🤖 AI Summary
The evaluation of step-by-step reasoning quality in large language models lacks standardized benchmarks, resulting in fragmented metrics and inconsistent evaluation practices.
Method: We systematically survey over 60 reasoning evaluation methods and propose the first taxonomy for reasoning trace assessment, structured along four dimensions—factual consistency, validity, coherence, and practical utility. Through cross-dimension experiments, we empirically assess the transferability of evaluation models across these criteria and identify their feasibility boundaries.

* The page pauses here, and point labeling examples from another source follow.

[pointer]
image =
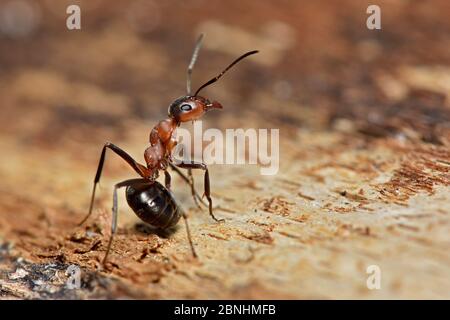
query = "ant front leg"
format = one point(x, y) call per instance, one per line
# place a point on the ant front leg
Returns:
point(139, 168)
point(202, 166)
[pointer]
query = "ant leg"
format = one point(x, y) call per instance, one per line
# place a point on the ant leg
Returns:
point(139, 168)
point(200, 165)
point(115, 212)
point(167, 179)
point(190, 181)
point(189, 235)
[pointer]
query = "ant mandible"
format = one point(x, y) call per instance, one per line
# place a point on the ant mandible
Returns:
point(152, 202)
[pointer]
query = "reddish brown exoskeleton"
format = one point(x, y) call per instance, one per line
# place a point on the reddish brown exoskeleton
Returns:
point(153, 203)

Contribution/Results: We introduce a standardized meta-evaluation benchmark and establish the first structured reasoning assessment framework, explicitly mapping evaluation metrics to underlying criteria. This framework clarifies conceptual relationships among existing methods, enables systematic comparison, and lays the foundation for rigorous, reproducible, and comparable reasoning evaluation. Our work bridges critical gaps between theoretical desiderata and practical assessment, advancing the standardization and scientific rigor of LLM reasoning evaluation.
📝 Abstract
Step-by-step reasoning is widely used to enhance the reasoning ability of large language models (LLMs) in complex problems. Evaluating the quality of reasoning traces is crucial for understanding and improving LLM reasoning. However, the evaluation criteria remain highly unstandardized, leading to fragmented efforts in developing metrics and meta-evaluation benchmarks. To address this gap, this survey provides a comprehensive overview of step-by-step reasoning evaluation, proposing a taxonomy of evaluation criteria with four top-level categories (groundedness, validity, coherence, and utility). We then categorize metrics based on their implementations, survey which metrics are used for assessing each criterion, and explore whether evaluator models can transfer across different criteria. Finally, we identify key directions for future research.